The CSR payments were identified as an Achilles heel for the ACA when House Republicans filed a lawsuit in 2014 (U.S. House of Representatives. v. Burwell) claiming the payments were illegal. Despite concerns that the lawsuit itself could be unconstitutional, the United States District Court in Washington, D.C. found the payments illegal (because Congress does not appropriate money annually for the payments), but allowed the monthly payments to continue pending the outcome of the inevitable appeal.

Now what?

Premium rates for health care policies sold on the ACA exchanges have already been set for 2018 (open enrollment begins November 1, 2017). Insurance companies have feared the Trump administration would unilaterally stop the CSR payments, and that uncertainty has already contributed 13% to 20% increases to ACA premiums for 2018. The full impact of ending cost-sharing subsidies will not be felt until 2019 – if the administration gets its way.

Not only is the House v. Burwell appeal still pending, but attorneys general from 18 states and the District of Columbia have filed a joint lawsuit in federal court in California to retain the subsidies. According to the lawsuit, “The ACA requires the Secretaries of Health and Human Services and the Treasury to make ‘periodic and timely payments’ directly to insurance companies that are ‘equal to the value of the reductions.’ 42 U.S.C. § 18071(c)(3)(A). It also provides a permanent appropriation that authorizes the Secretaries to reimburse insurers for CSR costs without further appropriations from Congress.”

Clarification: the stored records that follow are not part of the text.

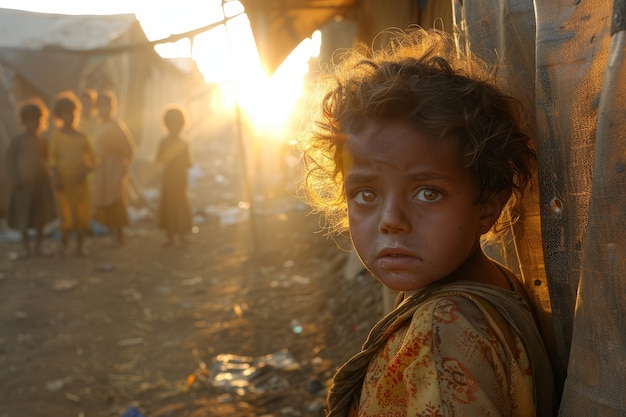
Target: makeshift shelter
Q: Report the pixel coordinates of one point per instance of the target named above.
(566, 61)
(43, 54)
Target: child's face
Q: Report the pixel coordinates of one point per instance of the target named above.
(68, 117)
(411, 205)
(32, 125)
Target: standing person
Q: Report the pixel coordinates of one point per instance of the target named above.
(71, 159)
(174, 153)
(115, 148)
(88, 124)
(416, 153)
(89, 115)
(32, 201)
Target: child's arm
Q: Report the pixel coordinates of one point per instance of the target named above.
(448, 360)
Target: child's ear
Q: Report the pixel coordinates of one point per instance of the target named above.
(492, 207)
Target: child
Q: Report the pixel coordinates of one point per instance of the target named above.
(32, 201)
(175, 155)
(115, 148)
(71, 159)
(416, 153)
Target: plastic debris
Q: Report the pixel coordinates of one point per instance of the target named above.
(105, 267)
(133, 412)
(244, 374)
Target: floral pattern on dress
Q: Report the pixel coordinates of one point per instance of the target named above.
(447, 362)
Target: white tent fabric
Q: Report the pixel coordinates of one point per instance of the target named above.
(26, 30)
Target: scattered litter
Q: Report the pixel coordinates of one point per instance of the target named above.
(22, 315)
(105, 267)
(132, 412)
(64, 285)
(56, 384)
(131, 342)
(245, 374)
(193, 281)
(72, 397)
(296, 326)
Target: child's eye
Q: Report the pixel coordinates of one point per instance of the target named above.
(429, 195)
(364, 196)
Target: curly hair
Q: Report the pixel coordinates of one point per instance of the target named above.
(421, 78)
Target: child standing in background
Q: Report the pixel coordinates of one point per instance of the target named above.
(416, 152)
(115, 148)
(175, 155)
(71, 158)
(32, 201)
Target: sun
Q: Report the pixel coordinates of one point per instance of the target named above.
(227, 55)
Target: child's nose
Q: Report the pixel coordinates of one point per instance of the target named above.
(395, 217)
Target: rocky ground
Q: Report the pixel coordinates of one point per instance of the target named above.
(249, 319)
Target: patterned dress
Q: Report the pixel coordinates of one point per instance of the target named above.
(461, 349)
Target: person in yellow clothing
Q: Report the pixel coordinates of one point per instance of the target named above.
(115, 148)
(416, 152)
(71, 158)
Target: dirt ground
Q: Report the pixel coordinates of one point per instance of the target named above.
(144, 325)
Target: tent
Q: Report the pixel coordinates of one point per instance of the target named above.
(566, 61)
(43, 54)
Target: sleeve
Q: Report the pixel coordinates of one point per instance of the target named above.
(160, 157)
(447, 362)
(11, 161)
(89, 152)
(53, 151)
(131, 147)
(188, 160)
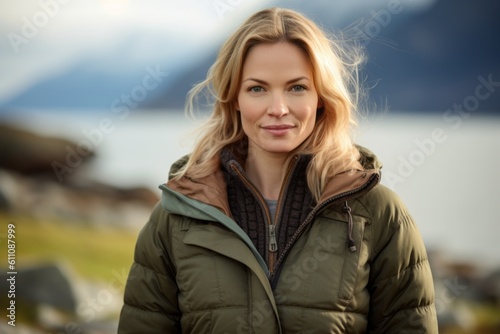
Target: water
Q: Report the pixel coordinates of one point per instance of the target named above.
(446, 172)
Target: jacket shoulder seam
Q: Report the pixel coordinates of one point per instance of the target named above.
(150, 269)
(137, 308)
(414, 266)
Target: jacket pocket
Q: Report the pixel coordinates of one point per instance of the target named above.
(320, 271)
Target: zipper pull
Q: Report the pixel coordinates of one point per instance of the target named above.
(273, 245)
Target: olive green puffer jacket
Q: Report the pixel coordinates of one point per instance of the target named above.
(357, 266)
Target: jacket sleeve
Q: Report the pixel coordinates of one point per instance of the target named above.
(401, 284)
(150, 300)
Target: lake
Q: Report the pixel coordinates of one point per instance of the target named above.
(444, 168)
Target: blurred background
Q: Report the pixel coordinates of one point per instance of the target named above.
(91, 118)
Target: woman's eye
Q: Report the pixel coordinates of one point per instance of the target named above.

The issue of “further appropriations from Congress” is essentially the same as that in the ongoing House v Burwell case. Besides bringing another court to bear on the issue, the states’ complaint for declaratory and injunctive relief points out that both the Obama and Trump administrations have provided CSR payments to insurers each month since 2014 and the sudden decision to stop payments is the result of the current administration’s determination to make the ACA “implode,” rather than any emergent legal circumstance. If the court agrees that the decision not to pay the subsidies is arbitrary and capricious, an injunction could compel the administration to continue making payments until both legal cases are settled.

There is wide-spread support for cost-sharing subsidies, as evidenced by the fact that three of the states in the lawsuit – Pennsylvania, North Carolina, and Kentucky – voted to elect Trump. So it’s possible that the administration does not really expect to skip next month’s subsidy payments, but rather is employing a tactic to pressure Congress to step up healthcare negotiations.

Although Trump’s tweets characterize his actions as “bringing Dems to the table,” the fact is there is already an ongoing bipartisan effort to improve the ACA. Senators Lamar Alexander, Republican of Tennessee, and Patty Murray, Democrat of Washington, the chairman and ranking member respectively on the Committee on Health, Education, Labor, and Pensions, have proposed legislation to extend the subsidies for two years while offering states more flexibility with health plan regulations. If their compromise passes Congress and is signed into law, the latest round of attacks on the ACA could prove to be no more than political theater from the novice politician in the White House.